On view at
LACMA March 12,
Franz West, To Build a House You Start with the Roof: Work, 1972-2008, features more than a hundred objects that reflect the acclaimed Austrian artist's extraordinary innovations in sculpture, design, and paper. Here, Tom Eccles, Executive Director of the Center for Curatorial Studies, Bard College, sits down with the artist to discuss growing up in a culture that embraced Nazism, the Viennese avant-garde, and his Adaptives—small, portable sculptures that are only completed as artworks when the viewer picks them up and carries them around.

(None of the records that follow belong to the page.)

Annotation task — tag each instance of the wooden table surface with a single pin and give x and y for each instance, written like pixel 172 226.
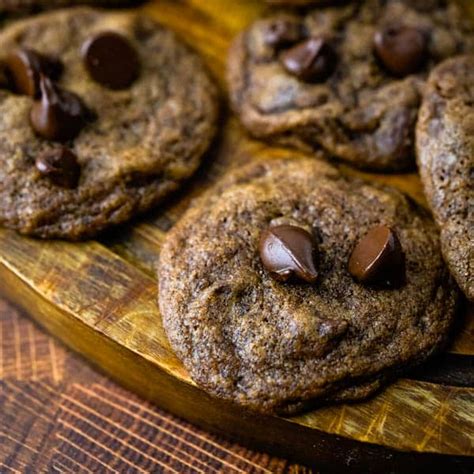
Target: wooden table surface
pixel 57 414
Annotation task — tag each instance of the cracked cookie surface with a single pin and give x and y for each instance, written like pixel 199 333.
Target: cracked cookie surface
pixel 146 138
pixel 445 153
pixel 361 113
pixel 278 346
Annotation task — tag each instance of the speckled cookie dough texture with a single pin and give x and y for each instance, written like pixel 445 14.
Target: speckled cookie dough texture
pixel 278 346
pixel 445 151
pixel 361 112
pixel 146 138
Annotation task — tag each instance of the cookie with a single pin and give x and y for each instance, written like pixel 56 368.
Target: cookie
pixel 289 284
pixel 118 131
pixel 445 152
pixel 345 78
pixel 17 7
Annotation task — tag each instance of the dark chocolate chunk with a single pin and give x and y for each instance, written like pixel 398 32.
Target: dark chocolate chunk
pixel 59 114
pixel 282 32
pixel 5 80
pixel 60 166
pixel 402 49
pixel 25 67
pixel 378 258
pixel 287 250
pixel 312 60
pixel 111 60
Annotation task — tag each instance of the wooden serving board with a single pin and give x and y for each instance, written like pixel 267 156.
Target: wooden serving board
pixel 100 297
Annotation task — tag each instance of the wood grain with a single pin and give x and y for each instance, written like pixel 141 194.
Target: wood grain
pixel 100 298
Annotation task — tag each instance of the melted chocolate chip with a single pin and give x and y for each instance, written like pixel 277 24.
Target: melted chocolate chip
pixel 60 166
pixel 111 60
pixel 282 32
pixel 401 49
pixel 286 251
pixel 25 67
pixel 59 115
pixel 378 258
pixel 312 60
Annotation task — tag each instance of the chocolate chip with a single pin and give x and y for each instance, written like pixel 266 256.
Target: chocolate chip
pixel 378 258
pixel 286 251
pixel 59 115
pixel 282 32
pixel 111 60
pixel 5 80
pixel 26 66
pixel 60 166
pixel 312 60
pixel 402 49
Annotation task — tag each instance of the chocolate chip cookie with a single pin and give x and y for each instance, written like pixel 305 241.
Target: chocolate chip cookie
pixel 346 78
pixel 445 152
pixel 98 120
pixel 289 283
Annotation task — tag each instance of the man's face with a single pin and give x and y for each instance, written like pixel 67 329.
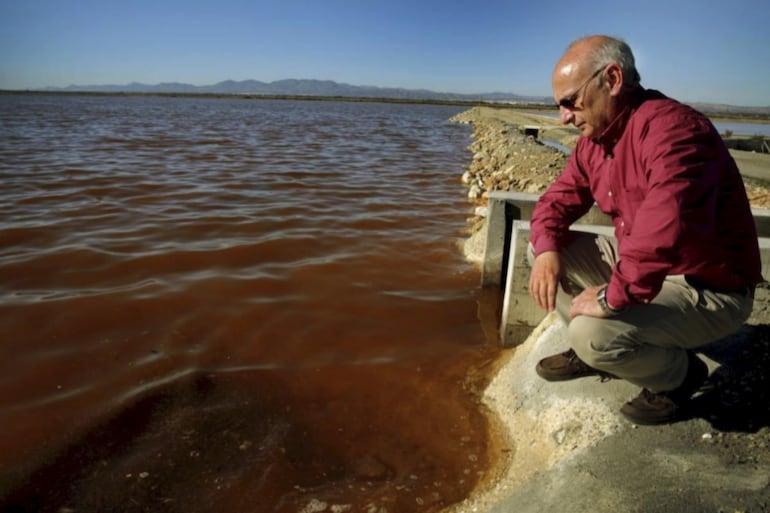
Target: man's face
pixel 581 98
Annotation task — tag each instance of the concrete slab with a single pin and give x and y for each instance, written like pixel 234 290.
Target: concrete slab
pixel 575 453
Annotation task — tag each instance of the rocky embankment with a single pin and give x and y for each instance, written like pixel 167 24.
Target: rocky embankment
pixel 506 159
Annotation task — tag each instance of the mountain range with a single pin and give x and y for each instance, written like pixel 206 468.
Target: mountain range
pixel 329 88
pixel 301 87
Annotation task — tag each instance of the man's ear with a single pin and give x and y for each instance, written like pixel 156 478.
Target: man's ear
pixel 613 77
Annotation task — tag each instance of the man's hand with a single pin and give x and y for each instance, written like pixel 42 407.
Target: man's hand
pixel 586 303
pixel 544 280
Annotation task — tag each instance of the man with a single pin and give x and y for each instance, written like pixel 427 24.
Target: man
pixel 681 270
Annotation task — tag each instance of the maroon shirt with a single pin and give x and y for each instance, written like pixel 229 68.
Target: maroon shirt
pixel 675 196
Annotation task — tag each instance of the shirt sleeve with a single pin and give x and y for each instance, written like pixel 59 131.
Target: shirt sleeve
pixel 680 160
pixel 565 201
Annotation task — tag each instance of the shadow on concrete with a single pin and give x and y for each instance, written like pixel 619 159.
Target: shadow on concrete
pixel 736 396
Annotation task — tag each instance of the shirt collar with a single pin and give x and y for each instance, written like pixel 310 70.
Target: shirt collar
pixel 611 135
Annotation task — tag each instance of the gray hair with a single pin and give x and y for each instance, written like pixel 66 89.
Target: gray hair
pixel 614 50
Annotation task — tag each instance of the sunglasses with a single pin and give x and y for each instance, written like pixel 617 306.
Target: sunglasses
pixel 570 102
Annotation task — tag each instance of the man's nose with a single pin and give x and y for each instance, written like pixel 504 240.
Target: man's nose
pixel 566 116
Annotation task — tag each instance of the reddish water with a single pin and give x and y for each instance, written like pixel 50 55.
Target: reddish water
pixel 236 305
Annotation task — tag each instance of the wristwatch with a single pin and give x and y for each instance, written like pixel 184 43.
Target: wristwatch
pixel 601 298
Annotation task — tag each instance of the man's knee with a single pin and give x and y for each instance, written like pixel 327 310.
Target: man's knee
pixel 593 342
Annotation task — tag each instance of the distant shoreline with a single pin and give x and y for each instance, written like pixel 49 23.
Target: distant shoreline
pixel 721 115
pixel 300 97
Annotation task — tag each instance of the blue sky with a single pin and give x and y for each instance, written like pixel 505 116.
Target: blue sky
pixel 694 50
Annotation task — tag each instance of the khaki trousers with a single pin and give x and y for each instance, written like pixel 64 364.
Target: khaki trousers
pixel 645 344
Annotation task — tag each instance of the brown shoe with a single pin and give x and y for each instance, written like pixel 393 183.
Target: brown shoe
pixel 565 366
pixel 649 408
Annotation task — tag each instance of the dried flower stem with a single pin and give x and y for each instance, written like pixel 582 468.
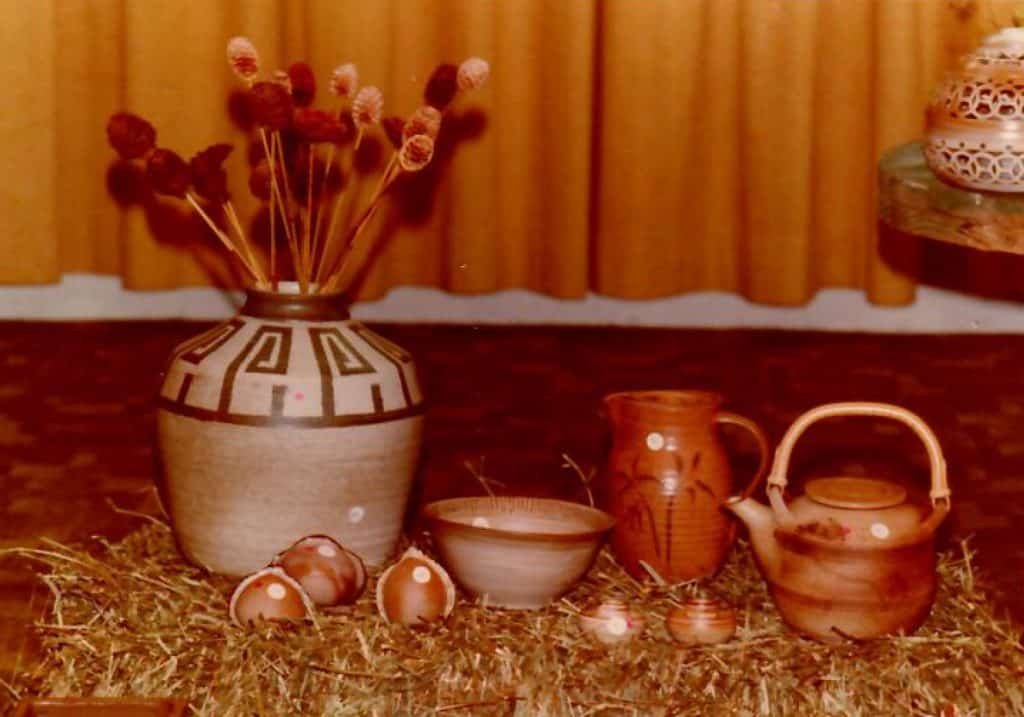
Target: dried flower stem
pixel 315 260
pixel 221 236
pixel 272 218
pixel 338 266
pixel 269 151
pixel 244 241
pixel 307 228
pixel 293 241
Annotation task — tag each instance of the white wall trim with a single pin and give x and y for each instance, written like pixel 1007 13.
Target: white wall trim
pixel 936 310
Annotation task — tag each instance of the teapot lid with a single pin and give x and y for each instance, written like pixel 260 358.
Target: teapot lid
pixel 861 494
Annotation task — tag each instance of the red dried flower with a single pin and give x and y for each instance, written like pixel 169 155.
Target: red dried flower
pixel 416 153
pixel 368 106
pixel 303 83
pixel 441 86
pixel 281 77
pixel 130 135
pixel 344 80
pixel 426 120
pixel 209 176
pixel 473 73
pixel 271 104
pixel 168 173
pixel 243 57
pixel 259 181
pixel 317 126
pixel 393 129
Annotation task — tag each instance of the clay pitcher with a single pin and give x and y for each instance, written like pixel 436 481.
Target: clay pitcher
pixel 668 475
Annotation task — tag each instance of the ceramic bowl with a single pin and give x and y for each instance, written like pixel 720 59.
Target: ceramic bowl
pixel 516 552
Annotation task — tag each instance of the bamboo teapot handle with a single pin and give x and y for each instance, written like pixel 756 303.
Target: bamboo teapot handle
pixel 777 478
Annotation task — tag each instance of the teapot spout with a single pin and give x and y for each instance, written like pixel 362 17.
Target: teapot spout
pixel 760 521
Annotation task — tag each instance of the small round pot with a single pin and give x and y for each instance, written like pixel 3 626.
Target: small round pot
pixel 516 552
pixel 289 420
pixel 701 622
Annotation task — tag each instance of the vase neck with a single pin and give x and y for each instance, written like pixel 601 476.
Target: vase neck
pixel 311 307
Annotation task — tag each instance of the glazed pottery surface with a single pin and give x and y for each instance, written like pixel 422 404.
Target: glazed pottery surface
pixel 701 621
pixel 975 133
pixel 513 551
pixel 667 478
pixel 289 420
pixel 851 557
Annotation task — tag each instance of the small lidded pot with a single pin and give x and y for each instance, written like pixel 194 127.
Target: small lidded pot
pixel 701 621
pixel 975 122
pixel 611 623
pixel 415 590
pixel 330 574
pixel 268 594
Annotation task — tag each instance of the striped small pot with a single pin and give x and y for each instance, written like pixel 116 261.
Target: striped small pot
pixel 289 420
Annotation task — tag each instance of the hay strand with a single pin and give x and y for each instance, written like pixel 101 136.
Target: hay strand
pixel 132 618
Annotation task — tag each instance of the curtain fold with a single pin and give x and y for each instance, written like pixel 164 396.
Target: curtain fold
pixel 632 149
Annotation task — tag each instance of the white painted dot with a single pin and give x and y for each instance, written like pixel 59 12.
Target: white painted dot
pixel 617 625
pixel 655 441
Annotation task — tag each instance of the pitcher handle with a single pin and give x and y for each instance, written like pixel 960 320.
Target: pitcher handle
pixel 777 478
pixel 759 436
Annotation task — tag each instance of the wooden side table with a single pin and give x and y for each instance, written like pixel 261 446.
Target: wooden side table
pixel 912 200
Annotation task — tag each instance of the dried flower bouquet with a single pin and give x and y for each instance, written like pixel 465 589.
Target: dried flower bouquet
pixel 299 169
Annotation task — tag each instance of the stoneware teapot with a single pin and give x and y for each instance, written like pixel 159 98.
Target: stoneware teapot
pixel 851 557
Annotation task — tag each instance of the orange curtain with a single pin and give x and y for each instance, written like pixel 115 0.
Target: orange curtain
pixel 631 149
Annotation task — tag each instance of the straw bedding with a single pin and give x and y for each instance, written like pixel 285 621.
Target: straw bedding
pixel 132 618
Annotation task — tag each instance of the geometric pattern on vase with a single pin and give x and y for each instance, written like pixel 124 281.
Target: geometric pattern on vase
pixel 314 374
pixel 272 428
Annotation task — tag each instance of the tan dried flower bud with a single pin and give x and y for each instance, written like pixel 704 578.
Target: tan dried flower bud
pixel 368 107
pixel 344 80
pixel 473 73
pixel 243 57
pixel 426 120
pixel 416 153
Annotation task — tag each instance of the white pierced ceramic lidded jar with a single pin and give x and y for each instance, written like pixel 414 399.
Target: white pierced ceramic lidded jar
pixel 289 420
pixel 975 135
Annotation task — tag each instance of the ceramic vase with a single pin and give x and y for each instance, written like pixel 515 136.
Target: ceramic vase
pixel 667 477
pixel 289 420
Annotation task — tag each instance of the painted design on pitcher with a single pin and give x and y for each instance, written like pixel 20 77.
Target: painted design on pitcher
pixel 348 364
pixel 678 483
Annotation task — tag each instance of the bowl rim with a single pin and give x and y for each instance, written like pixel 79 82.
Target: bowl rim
pixel 431 513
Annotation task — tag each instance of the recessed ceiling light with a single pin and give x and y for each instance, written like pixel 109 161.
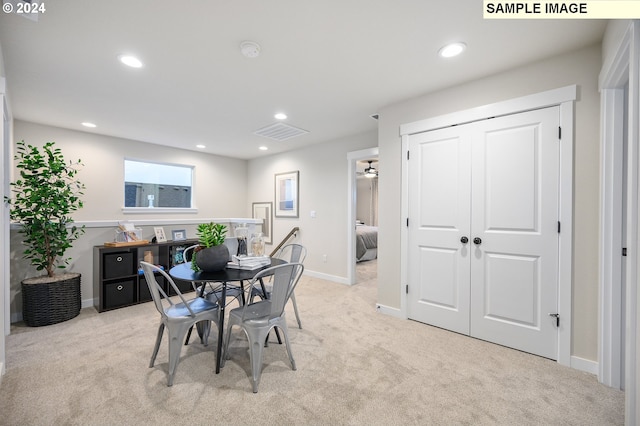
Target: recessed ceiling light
pixel 250 49
pixel 451 50
pixel 130 61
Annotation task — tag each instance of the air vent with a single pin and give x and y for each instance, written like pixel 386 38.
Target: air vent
pixel 280 131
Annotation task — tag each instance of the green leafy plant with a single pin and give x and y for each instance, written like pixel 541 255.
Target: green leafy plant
pixel 44 196
pixel 211 234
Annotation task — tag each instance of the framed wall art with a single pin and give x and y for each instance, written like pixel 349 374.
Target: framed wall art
pixel 179 234
pixel 287 191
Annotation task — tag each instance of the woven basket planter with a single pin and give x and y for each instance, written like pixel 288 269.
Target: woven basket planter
pixel 47 301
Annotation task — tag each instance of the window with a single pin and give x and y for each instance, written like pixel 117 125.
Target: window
pixel 153 185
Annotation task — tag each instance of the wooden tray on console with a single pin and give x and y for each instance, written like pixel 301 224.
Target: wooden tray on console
pixel 126 243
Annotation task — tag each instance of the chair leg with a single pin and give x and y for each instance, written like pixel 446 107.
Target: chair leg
pixel 295 309
pixel 255 356
pixel 157 346
pixel 176 337
pixel 286 340
pixel 225 353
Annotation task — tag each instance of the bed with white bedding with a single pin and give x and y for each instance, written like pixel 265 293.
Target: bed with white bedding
pixel 366 242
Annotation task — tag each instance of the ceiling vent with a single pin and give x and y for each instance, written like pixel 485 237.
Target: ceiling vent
pixel 280 131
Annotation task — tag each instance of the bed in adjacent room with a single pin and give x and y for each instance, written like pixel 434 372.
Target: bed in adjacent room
pixel 366 242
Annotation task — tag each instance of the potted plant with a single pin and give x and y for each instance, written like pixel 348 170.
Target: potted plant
pixel 45 194
pixel 211 254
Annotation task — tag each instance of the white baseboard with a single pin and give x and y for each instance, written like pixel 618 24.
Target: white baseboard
pixel 327 277
pixel 387 310
pixel 585 365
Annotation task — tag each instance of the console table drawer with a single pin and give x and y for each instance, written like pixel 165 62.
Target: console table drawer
pixel 118 265
pixel 119 293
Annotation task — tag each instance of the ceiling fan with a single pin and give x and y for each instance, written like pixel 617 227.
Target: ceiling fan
pixel 370 171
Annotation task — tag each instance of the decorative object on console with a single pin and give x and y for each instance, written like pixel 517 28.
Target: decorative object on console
pixel 160 235
pixel 179 234
pixel 211 255
pixel 44 196
pixel 242 232
pixel 264 211
pixel 257 244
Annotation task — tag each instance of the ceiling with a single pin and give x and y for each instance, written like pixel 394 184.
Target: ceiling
pixel 328 65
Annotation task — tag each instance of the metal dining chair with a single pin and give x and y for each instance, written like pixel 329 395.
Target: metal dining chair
pixel 257 319
pixel 177 318
pixel 292 253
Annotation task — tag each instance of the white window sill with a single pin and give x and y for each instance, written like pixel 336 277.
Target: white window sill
pixel 156 210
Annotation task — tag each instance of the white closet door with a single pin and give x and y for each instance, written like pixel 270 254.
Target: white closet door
pixel 439 176
pixel 494 182
pixel 514 270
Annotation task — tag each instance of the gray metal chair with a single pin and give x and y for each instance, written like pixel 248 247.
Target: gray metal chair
pixel 257 319
pixel 292 253
pixel 177 318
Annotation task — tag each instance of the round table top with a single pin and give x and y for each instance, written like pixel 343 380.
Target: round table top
pixel 183 272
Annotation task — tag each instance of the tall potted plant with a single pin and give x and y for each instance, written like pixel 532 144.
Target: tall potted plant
pixel 44 196
pixel 211 254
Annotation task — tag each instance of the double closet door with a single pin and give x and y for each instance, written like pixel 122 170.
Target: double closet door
pixel 483 229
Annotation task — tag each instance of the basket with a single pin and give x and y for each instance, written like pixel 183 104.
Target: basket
pixel 46 302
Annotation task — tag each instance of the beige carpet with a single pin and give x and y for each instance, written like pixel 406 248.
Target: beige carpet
pixel 355 367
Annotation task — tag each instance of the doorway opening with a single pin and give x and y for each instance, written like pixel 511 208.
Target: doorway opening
pixel 359 208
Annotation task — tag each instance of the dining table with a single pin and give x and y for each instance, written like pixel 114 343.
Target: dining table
pixel 184 272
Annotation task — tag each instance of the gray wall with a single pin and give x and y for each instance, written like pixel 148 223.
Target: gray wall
pixel 323 189
pixel 219 187
pixel 579 67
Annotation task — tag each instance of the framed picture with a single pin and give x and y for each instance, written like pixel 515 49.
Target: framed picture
pixel 287 190
pixel 179 234
pixel 264 211
pixel 160 235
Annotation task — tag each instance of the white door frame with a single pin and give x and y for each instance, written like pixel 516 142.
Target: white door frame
pixel 564 98
pixel 352 192
pixel 5 160
pixel 625 67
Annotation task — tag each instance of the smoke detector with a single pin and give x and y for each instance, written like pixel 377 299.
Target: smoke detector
pixel 250 49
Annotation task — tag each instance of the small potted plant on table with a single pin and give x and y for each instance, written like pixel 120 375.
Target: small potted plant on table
pixel 211 255
pixel 44 196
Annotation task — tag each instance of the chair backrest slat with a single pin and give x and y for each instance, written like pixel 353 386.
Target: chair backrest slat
pixel 156 289
pixel 285 278
pixel 292 253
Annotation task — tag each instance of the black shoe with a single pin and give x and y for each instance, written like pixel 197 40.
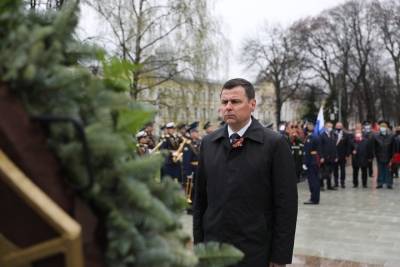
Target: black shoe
pixel 310 203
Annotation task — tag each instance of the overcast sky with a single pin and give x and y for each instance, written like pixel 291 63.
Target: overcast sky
pixel 242 18
pixel 239 19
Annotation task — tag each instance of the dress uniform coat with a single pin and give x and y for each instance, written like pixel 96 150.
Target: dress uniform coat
pixel 247 196
pixel 311 160
pixel 343 150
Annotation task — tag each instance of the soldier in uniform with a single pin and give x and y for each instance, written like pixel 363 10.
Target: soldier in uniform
pixel 368 134
pixel 328 155
pixel 142 147
pixel 190 160
pixel 171 167
pixel 208 127
pixel 311 163
pixel 296 146
pixel 149 128
pixel 343 151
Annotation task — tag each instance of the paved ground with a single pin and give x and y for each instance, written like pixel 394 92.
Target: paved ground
pixel 352 224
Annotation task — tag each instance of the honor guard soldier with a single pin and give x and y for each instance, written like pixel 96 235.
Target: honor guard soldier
pixel 328 155
pixel 296 145
pixel 142 143
pixel 190 160
pixel 172 166
pixel 368 134
pixel 208 128
pixel 311 163
pixel 149 128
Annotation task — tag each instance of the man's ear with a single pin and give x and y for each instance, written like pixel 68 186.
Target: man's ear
pixel 253 104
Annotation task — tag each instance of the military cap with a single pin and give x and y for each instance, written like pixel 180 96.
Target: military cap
pixel 206 125
pixel 141 134
pixel 170 125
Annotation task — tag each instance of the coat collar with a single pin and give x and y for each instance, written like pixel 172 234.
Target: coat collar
pixel 254 132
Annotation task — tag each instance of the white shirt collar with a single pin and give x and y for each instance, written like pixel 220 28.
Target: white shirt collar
pixel 241 131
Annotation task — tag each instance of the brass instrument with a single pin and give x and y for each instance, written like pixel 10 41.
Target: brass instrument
pixel 178 154
pixel 188 188
pixel 157 146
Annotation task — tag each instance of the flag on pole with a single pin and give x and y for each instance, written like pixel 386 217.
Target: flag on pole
pixel 319 124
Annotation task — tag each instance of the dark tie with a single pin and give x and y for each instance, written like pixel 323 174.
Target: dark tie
pixel 234 138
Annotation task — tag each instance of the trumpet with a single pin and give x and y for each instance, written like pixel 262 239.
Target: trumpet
pixel 188 188
pixel 178 154
pixel 157 146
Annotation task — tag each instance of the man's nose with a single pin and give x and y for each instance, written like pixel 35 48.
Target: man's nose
pixel 229 105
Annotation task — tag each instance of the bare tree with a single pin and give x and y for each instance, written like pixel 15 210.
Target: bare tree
pixel 44 4
pixel 387 19
pixel 164 39
pixel 276 59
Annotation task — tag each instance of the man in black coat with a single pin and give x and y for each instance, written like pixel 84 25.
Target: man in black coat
pixel 343 149
pixel 361 154
pixel 384 150
pixel 328 155
pixel 245 191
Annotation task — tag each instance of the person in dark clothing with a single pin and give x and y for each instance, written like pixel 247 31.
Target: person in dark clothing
pixel 384 150
pixel 171 167
pixel 342 146
pixel 296 146
pixel 190 161
pixel 328 155
pixel 361 155
pixel 311 163
pixel 367 133
pixel 396 156
pixel 246 190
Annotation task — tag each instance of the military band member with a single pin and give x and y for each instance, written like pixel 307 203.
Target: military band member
pixel 328 155
pixel 296 146
pixel 172 166
pixel 142 147
pixel 149 128
pixel 311 164
pixel 190 160
pixel 208 128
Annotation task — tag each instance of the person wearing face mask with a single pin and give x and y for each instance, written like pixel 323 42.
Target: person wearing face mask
pixel 367 133
pixel 361 154
pixel 396 156
pixel 296 146
pixel 328 155
pixel 311 163
pixel 283 131
pixel 342 146
pixel 383 146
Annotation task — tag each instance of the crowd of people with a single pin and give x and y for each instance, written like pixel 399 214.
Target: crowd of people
pixel 323 156
pixel 320 158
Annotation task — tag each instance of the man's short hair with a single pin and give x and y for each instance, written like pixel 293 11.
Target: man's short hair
pixel 248 87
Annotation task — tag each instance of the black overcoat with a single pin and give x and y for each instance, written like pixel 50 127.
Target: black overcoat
pixel 247 196
pixel 363 153
pixel 328 147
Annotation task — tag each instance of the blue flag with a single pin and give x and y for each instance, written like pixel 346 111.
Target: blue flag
pixel 319 124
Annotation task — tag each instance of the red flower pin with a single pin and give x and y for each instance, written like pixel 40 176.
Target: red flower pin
pixel 237 142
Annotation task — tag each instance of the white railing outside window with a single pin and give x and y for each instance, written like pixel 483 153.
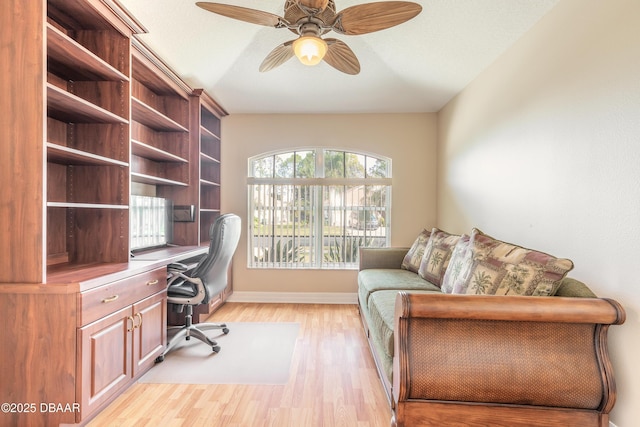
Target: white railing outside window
pixel 314 208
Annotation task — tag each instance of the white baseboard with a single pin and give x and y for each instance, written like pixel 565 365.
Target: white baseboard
pixel 295 297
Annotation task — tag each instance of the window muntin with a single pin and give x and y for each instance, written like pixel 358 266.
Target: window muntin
pixel 314 208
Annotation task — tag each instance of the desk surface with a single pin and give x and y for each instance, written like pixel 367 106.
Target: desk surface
pixel 88 276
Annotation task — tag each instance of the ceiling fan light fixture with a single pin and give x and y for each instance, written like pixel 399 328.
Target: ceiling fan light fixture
pixel 310 49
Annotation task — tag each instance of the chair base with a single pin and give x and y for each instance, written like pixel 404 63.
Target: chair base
pixel 190 330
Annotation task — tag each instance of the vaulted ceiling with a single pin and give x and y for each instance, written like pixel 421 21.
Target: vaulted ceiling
pixel 417 66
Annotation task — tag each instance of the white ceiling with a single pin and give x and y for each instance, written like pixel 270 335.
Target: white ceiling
pixel 417 66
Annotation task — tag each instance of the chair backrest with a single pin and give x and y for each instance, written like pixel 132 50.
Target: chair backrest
pixel 224 235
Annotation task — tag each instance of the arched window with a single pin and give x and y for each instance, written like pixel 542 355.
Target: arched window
pixel 315 207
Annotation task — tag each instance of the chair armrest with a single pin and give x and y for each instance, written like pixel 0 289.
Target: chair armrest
pixel 177 267
pixel 513 350
pixel 382 257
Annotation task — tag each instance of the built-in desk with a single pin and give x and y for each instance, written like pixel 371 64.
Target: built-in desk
pixel 84 336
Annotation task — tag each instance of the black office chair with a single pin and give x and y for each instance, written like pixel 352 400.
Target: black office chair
pixel 207 279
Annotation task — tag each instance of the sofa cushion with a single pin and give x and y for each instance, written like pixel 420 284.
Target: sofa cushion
pixel 436 256
pixel 381 308
pixel 413 257
pixel 491 267
pixel 377 279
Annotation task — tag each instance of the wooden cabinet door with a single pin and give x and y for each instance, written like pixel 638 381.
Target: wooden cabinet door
pixel 104 362
pixel 149 332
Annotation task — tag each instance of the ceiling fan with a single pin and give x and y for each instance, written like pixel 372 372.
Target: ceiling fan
pixel 311 19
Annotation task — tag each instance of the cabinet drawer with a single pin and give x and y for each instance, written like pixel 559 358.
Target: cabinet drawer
pixel 106 299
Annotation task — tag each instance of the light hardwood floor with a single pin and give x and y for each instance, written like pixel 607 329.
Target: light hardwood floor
pixel 333 381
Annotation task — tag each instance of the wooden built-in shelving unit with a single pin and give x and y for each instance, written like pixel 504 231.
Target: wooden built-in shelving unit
pixel 89 117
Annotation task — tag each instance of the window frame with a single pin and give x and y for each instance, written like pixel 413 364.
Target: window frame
pixel 318 185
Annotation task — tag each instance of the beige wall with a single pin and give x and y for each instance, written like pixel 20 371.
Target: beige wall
pixel 408 139
pixel 543 149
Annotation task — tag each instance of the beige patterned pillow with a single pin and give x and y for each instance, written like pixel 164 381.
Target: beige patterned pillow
pixel 493 267
pixel 436 256
pixel 460 260
pixel 412 259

What was your experience growing up in Vienna?When I grew up in the immediate aftermath of the Second World War, it could only be described as a time of darkness. Many of the houses and buildings were bombed out, and as children we played in ruins rather than on the grass. There was either dirt or ruins to play in. It was more than dirty—filthy. But I would describe it as a time of really essential living. It was real contrast to the sixties, when I was in my twenties, and probably more so to the seventies, with children watching television in their rooms, glued to the TV. We wondered how they would grow up, perhaps what kind of artists they might become: certainly cleaner than my generation.
I'm also interested in your experience of being a child in a city and a culture that had embraced Nazism.There was always that shadow; a dark shadow that you could not completely identify. You didn't have words for it. Just about everyone had been a Nazi. Otherwise, why didn't they run away?